六皿目 おあいそ。

第19話 絶望の淵にて

 終わった。

 俺とマグロの楽しいお仕事タイムが、終わった。

 朝、登校する足取りが重かったのは、昨日の疲れによるものだ。肉体的にも、精神的にも。

 最終日、8000皿を売り上げた俺らは、しかしながら、目標を達成できなかった。

 あと一皿。

 それさえ売れてくれれば、こうはならなかったであろうに。

 重たい足を引きずりながら、途中、理衣花の家に寄った。インターホンをならすと、はぁいという寝ぼけた声が帰ってくる。

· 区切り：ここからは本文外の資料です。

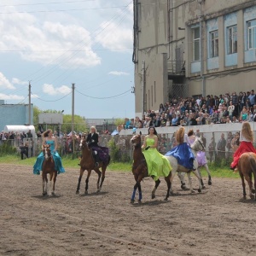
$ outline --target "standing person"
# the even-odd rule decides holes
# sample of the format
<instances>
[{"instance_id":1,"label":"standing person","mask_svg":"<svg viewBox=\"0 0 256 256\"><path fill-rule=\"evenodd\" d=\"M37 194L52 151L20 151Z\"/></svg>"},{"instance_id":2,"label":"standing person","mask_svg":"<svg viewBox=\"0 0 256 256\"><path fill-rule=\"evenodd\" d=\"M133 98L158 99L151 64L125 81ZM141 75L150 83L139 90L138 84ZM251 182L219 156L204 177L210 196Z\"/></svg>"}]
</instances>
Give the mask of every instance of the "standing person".
<instances>
[{"instance_id":1,"label":"standing person","mask_svg":"<svg viewBox=\"0 0 256 256\"><path fill-rule=\"evenodd\" d=\"M193 166L195 156L191 148L189 147L189 140L183 126L181 126L176 132L176 141L177 145L168 151L166 155L172 155L177 159L180 166L189 170L195 170Z\"/></svg>"},{"instance_id":2,"label":"standing person","mask_svg":"<svg viewBox=\"0 0 256 256\"><path fill-rule=\"evenodd\" d=\"M148 134L145 136L142 148L148 165L148 176L156 181L159 177L167 177L172 170L169 160L157 150L158 137L154 126L148 128Z\"/></svg>"},{"instance_id":3,"label":"standing person","mask_svg":"<svg viewBox=\"0 0 256 256\"><path fill-rule=\"evenodd\" d=\"M219 160L225 159L226 139L224 133L221 134L220 139L217 143L218 158Z\"/></svg>"},{"instance_id":4,"label":"standing person","mask_svg":"<svg viewBox=\"0 0 256 256\"><path fill-rule=\"evenodd\" d=\"M256 149L253 145L253 132L252 131L251 125L248 122L244 122L240 132L240 145L234 154L233 161L230 165L231 170L236 169L241 154L246 152L253 152L256 154Z\"/></svg>"},{"instance_id":5,"label":"standing person","mask_svg":"<svg viewBox=\"0 0 256 256\"><path fill-rule=\"evenodd\" d=\"M47 130L43 133L42 149L44 148L44 145L45 144L49 145L50 153L55 161L55 170L58 171L58 174L65 172L65 169L62 166L61 158L57 152L58 141L57 138L53 136L53 132L50 129ZM33 166L34 174L40 174L44 160L44 155L43 152L41 152L38 156L36 163Z\"/></svg>"}]
</instances>

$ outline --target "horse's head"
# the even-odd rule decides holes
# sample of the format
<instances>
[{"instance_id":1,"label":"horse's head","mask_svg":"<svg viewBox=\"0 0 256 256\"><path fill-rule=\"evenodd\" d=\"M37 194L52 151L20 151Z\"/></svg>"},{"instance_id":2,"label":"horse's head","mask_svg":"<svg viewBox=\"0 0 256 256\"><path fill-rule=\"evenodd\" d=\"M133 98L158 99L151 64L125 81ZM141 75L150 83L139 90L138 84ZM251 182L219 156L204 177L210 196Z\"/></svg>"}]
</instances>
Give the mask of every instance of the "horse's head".
<instances>
[{"instance_id":1,"label":"horse's head","mask_svg":"<svg viewBox=\"0 0 256 256\"><path fill-rule=\"evenodd\" d=\"M84 148L88 148L88 145L87 145L87 143L86 143L86 140L85 140L85 137L81 137L81 140L80 140L80 143L79 143L79 148L80 148L80 149L84 149Z\"/></svg>"},{"instance_id":2,"label":"horse's head","mask_svg":"<svg viewBox=\"0 0 256 256\"><path fill-rule=\"evenodd\" d=\"M44 155L45 160L48 160L51 156L49 145L43 145L43 154Z\"/></svg>"},{"instance_id":3,"label":"horse's head","mask_svg":"<svg viewBox=\"0 0 256 256\"><path fill-rule=\"evenodd\" d=\"M204 150L206 150L206 148L204 146L201 137L196 137L195 142L191 145L191 148L194 149L195 151L204 151Z\"/></svg>"},{"instance_id":4,"label":"horse's head","mask_svg":"<svg viewBox=\"0 0 256 256\"><path fill-rule=\"evenodd\" d=\"M137 134L137 135L133 136L132 138L131 139L131 143L134 147L136 147L136 146L141 146L141 144L142 144L142 138L141 138L140 134Z\"/></svg>"}]
</instances>

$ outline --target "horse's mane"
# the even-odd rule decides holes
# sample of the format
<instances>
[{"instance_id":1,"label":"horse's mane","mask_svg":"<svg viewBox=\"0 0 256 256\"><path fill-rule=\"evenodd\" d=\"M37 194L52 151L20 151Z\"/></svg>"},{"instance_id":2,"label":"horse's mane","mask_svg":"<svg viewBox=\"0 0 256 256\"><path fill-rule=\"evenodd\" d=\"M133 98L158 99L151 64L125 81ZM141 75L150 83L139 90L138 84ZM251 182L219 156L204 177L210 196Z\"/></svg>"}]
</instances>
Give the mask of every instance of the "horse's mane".
<instances>
[{"instance_id":1,"label":"horse's mane","mask_svg":"<svg viewBox=\"0 0 256 256\"><path fill-rule=\"evenodd\" d=\"M178 144L181 144L183 143L183 140L184 140L184 133L185 133L185 128L184 127L180 127L175 137L176 137L176 141Z\"/></svg>"}]
</instances>

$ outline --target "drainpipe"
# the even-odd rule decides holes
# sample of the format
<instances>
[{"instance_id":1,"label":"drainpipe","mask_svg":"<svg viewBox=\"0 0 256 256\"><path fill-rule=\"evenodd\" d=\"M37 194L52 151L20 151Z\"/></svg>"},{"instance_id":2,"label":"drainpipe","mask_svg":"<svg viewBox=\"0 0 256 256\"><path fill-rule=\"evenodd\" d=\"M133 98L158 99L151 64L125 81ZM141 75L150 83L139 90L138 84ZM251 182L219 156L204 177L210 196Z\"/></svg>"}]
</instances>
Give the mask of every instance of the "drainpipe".
<instances>
[{"instance_id":1,"label":"drainpipe","mask_svg":"<svg viewBox=\"0 0 256 256\"><path fill-rule=\"evenodd\" d=\"M203 0L198 0L198 3L200 4L200 60L201 60L201 73L200 76L201 79L201 95L202 96L206 96L206 84L205 84L205 77L204 77L204 55L203 55L203 41L202 41L202 3Z\"/></svg>"}]
</instances>

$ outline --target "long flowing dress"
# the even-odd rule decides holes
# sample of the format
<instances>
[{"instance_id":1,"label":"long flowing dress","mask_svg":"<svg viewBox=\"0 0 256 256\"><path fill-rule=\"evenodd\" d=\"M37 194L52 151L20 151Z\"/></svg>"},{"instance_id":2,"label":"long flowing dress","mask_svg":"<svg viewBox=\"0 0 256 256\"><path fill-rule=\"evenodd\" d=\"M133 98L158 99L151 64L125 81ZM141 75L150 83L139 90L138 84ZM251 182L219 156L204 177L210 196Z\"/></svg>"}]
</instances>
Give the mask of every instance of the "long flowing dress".
<instances>
[{"instance_id":1,"label":"long flowing dress","mask_svg":"<svg viewBox=\"0 0 256 256\"><path fill-rule=\"evenodd\" d=\"M191 147L191 145L195 142L195 139L189 137L189 146ZM196 153L195 158L196 158L199 166L203 166L207 163L205 151L198 151Z\"/></svg>"},{"instance_id":2,"label":"long flowing dress","mask_svg":"<svg viewBox=\"0 0 256 256\"><path fill-rule=\"evenodd\" d=\"M54 161L55 161L55 170L58 171L59 173L63 173L65 172L65 169L62 166L62 162L61 162L61 158L59 155L58 152L54 151L55 149L55 141L54 140L46 140L45 141L46 144L49 145L50 148L50 153L53 156ZM42 166L43 162L44 160L44 155L43 152L39 154L39 155L37 158L36 163L34 164L33 166L33 173L34 174L40 174L40 171L42 171Z\"/></svg>"},{"instance_id":3,"label":"long flowing dress","mask_svg":"<svg viewBox=\"0 0 256 256\"><path fill-rule=\"evenodd\" d=\"M240 145L234 154L233 161L230 165L231 168L235 168L238 165L238 161L241 154L247 152L253 152L256 154L256 149L254 148L251 141L247 140L241 134L240 134Z\"/></svg>"},{"instance_id":4,"label":"long flowing dress","mask_svg":"<svg viewBox=\"0 0 256 256\"><path fill-rule=\"evenodd\" d=\"M195 155L191 151L191 148L189 147L189 141L188 135L184 134L183 143L172 148L165 155L172 155L177 159L178 165L183 166L187 169L193 170Z\"/></svg>"},{"instance_id":5,"label":"long flowing dress","mask_svg":"<svg viewBox=\"0 0 256 256\"><path fill-rule=\"evenodd\" d=\"M154 139L148 137L146 140L146 147L153 146ZM149 148L148 150L143 151L147 166L148 176L154 176L154 180L156 181L160 177L167 177L172 171L172 166L169 160L155 148Z\"/></svg>"}]
</instances>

 俺はその声にどこか安心感を覚えつつ、理衣花の出てくるのを待つ。

「…………おはよ」

「…………ん」

「…………行こっか」

「…………ん」

「…………」

「…………」

 恐らく、史上最も陰気な朝を迎えている。

 鬱陶しいくらいの日差しを横から受けながら、俺と理衣花は二人、誰もいない通学路を歩く。

 ゴールデンウィークはとっくにすぎた。

 どうしたって土日しか休みの無い六月がもうすぐ始まる。梅雨の季節、心も体も不完全燃焼。

 周囲の喧騒が大きくなって、ようやく周りに人がいることに気づく。ここからはあまり陰鬱にしていると何か思われそうだからやめる。元気だしていきましょー。

「ほんとにクビになっちゃうのかな……」

 出鼻をくじく発言が理衣花から飛び出した。せっかくもうちょいで吹っ切れたのに。

「もうわかんね。どうにでもなれ」

 かなりの度合いで諦めに入った発言が俺から飛び出したところで、理衣花それ以降何も話してこなくなった。


 ――大事な連絡があります。五時に店に来てください。

 とは、理衣花の携帯に送られた店長からのメールである。宛先は一斉送信で、俺のアドレスも含まれていたことから、トイレに泣いたあの携帯にも送られているということか。うわ、そっか店長にも教えてたのか。何で教えたんだ俺。

「……決まったのかな、誰クビにするか」

「……い、行ってみないと分からないから」

 逃げていた核心をついてきた理衣花に慌てて返答すると、「行くぞ」と半ば強引にその話を中断させる。

 逆側に傾いた夕日が、意地悪にこちらを照らす。高度の低い太陽が、俺と理衣花の影を長く伸ばす。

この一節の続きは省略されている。